The second difficulty was not to be overcome so easily. Mr. Necher’s mother was on the ship before them; she carried a missionary journal in which she had just read an account of the Brazilian forests. Nothing would induce her to permit her son’s departure; she would remain on board until he came ashore with her. If necessary, she would sail with him, but go into those forests alone he should not. All argument was unavailing with the resolute old lady, who eventually, five minutes before the time of embarkation, bore her son off in triumph, leaving the company without a biologist.

Nor was Mr. Brough’s adherence long maintained. The ship in which they were travelling was a cruising liner taking passengers on a round voyage. Mr. Brough had not been on board a week and had scarcely accustomed himself to the motion of the ship before he was engaged to be married; he was still engaged, although to a different lady, when they reached Manáos and refused all inducements to proceed farther, borrowing his return fare from Henty and arriving back in Southampton engaged to the lady of his first choice, whom he immediately married.

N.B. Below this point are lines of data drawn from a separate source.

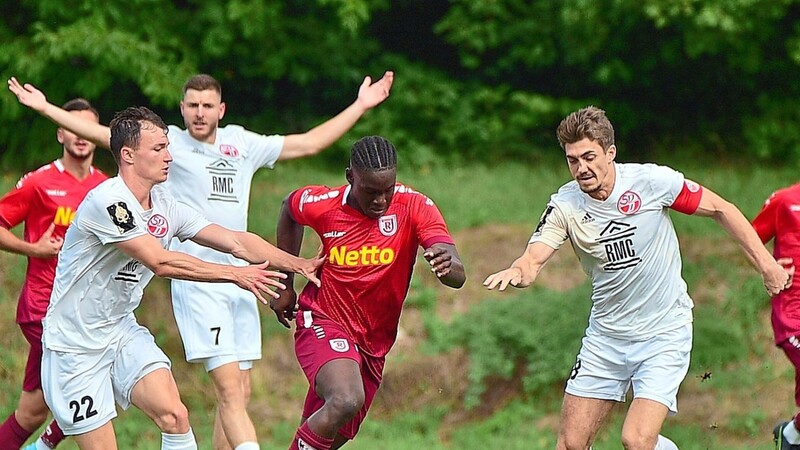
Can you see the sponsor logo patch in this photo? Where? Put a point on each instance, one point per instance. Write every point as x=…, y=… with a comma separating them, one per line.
x=121, y=216
x=339, y=345
x=629, y=203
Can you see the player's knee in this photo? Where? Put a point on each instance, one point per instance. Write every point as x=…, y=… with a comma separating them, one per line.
x=568, y=441
x=31, y=418
x=632, y=440
x=345, y=405
x=174, y=420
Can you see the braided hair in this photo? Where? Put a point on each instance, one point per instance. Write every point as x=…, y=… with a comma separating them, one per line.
x=373, y=153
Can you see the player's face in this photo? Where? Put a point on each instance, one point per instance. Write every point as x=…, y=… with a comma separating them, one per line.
x=152, y=157
x=371, y=191
x=590, y=166
x=202, y=111
x=74, y=146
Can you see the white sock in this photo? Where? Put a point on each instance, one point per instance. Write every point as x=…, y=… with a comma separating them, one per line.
x=665, y=444
x=791, y=434
x=183, y=441
x=248, y=446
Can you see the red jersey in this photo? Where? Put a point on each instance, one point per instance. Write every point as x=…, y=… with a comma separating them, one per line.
x=47, y=195
x=780, y=219
x=369, y=263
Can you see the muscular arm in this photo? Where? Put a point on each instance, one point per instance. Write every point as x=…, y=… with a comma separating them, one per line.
x=524, y=270
x=322, y=136
x=168, y=264
x=253, y=249
x=776, y=278
x=35, y=99
x=290, y=239
x=46, y=247
x=446, y=264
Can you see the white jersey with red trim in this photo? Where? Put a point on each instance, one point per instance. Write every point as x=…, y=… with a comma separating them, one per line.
x=97, y=285
x=628, y=247
x=215, y=178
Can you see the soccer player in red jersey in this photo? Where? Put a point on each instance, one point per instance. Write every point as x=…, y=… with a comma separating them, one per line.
x=779, y=219
x=370, y=230
x=46, y=200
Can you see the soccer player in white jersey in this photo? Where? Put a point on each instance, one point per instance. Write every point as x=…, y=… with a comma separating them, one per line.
x=95, y=352
x=212, y=172
x=616, y=216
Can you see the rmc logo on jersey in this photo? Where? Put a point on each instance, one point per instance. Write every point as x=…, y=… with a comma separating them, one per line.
x=365, y=256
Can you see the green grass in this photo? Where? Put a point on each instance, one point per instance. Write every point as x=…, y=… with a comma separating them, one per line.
x=730, y=337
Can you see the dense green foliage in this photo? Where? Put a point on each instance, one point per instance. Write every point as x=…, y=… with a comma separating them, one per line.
x=476, y=80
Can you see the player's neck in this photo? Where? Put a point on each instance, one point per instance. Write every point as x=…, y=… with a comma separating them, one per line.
x=78, y=168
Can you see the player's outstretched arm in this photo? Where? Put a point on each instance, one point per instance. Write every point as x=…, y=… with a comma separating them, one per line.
x=254, y=249
x=168, y=264
x=289, y=239
x=322, y=136
x=775, y=277
x=524, y=270
x=446, y=264
x=35, y=99
x=46, y=247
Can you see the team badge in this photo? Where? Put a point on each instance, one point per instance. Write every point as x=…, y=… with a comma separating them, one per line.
x=121, y=216
x=629, y=203
x=339, y=345
x=229, y=150
x=388, y=225
x=157, y=226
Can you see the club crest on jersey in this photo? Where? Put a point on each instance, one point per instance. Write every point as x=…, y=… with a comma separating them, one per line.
x=157, y=226
x=339, y=345
x=121, y=216
x=388, y=225
x=629, y=203
x=229, y=150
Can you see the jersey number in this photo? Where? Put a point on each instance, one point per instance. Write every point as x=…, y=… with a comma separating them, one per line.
x=86, y=401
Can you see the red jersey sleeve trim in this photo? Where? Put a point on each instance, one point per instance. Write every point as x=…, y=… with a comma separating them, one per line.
x=437, y=240
x=689, y=198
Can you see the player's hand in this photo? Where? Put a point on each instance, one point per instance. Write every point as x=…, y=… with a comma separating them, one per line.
x=439, y=259
x=28, y=95
x=258, y=280
x=284, y=306
x=501, y=280
x=308, y=268
x=48, y=245
x=372, y=94
x=778, y=276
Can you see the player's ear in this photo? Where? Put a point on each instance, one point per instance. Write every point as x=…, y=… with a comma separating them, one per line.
x=611, y=153
x=126, y=154
x=348, y=174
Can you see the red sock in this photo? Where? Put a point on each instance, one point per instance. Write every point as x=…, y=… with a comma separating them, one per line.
x=52, y=435
x=12, y=435
x=305, y=439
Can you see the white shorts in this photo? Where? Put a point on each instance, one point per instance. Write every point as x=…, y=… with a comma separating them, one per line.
x=607, y=367
x=81, y=388
x=219, y=323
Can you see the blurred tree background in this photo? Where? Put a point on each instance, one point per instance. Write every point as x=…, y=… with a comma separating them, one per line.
x=475, y=80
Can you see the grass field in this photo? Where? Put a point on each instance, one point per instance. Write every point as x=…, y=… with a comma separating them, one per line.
x=440, y=360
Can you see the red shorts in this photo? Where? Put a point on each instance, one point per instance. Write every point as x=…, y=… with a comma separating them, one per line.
x=318, y=341
x=33, y=369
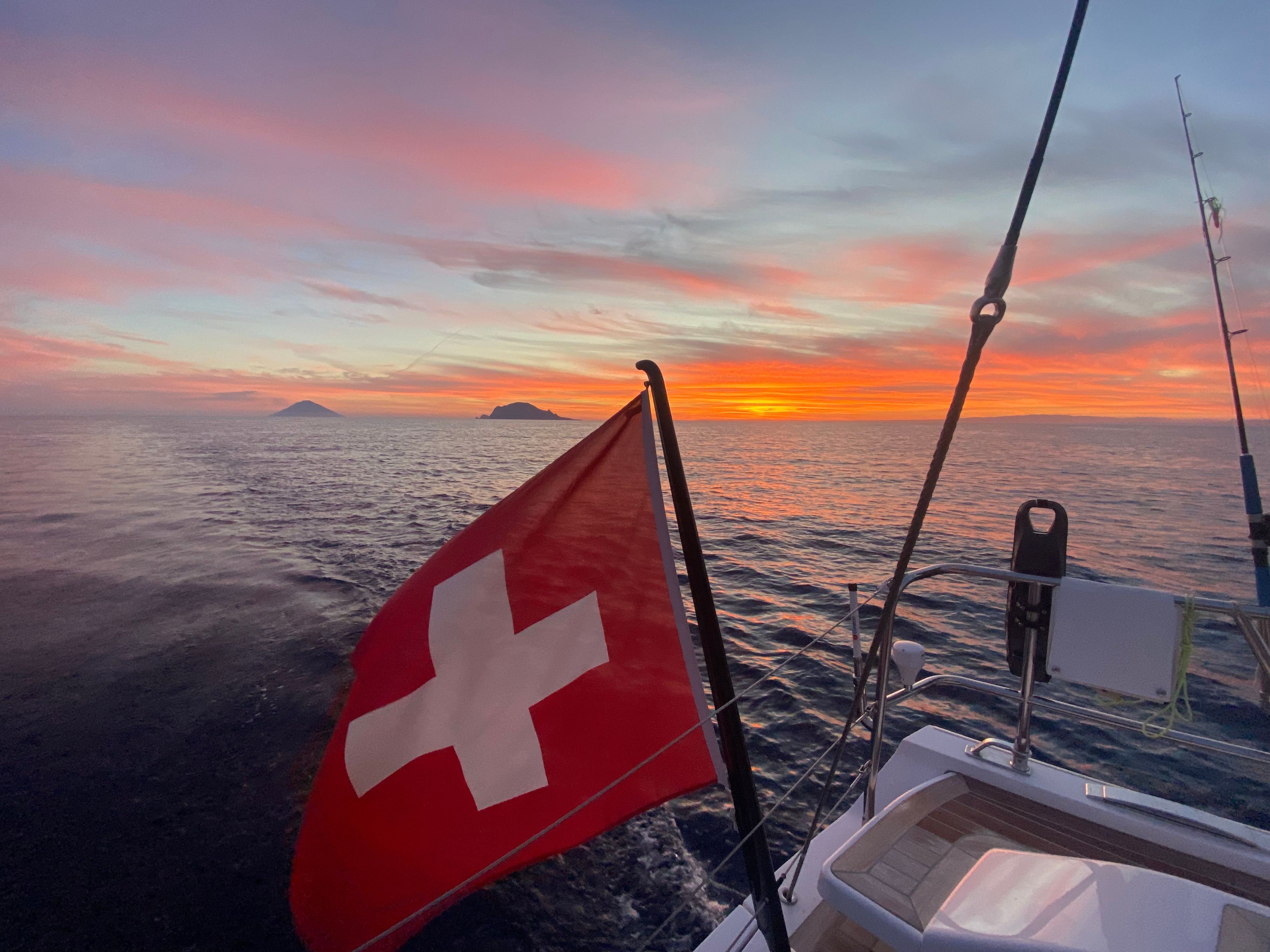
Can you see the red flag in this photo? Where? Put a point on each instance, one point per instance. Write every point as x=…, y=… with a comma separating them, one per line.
x=537, y=658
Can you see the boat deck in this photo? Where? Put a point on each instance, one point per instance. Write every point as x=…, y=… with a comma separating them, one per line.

In Brazil the officials to whom their credentials were addressed were all out of power. While Henty and Professor Anderson negotiated with the new administrators, Dr. Simmons proceeded up river to Boa Vista where he established a base camp with the greater part of the stores. These were instantly commandeered by the revolutionary garrison, and he himself imprisoned for some days and subjected to various humiliations which so enraged him that, when released, he made promptly for the coast, stopping at Manáos only long enough to inform his colleagues that he insisted on leaving his case personally before the central authorities at Rio.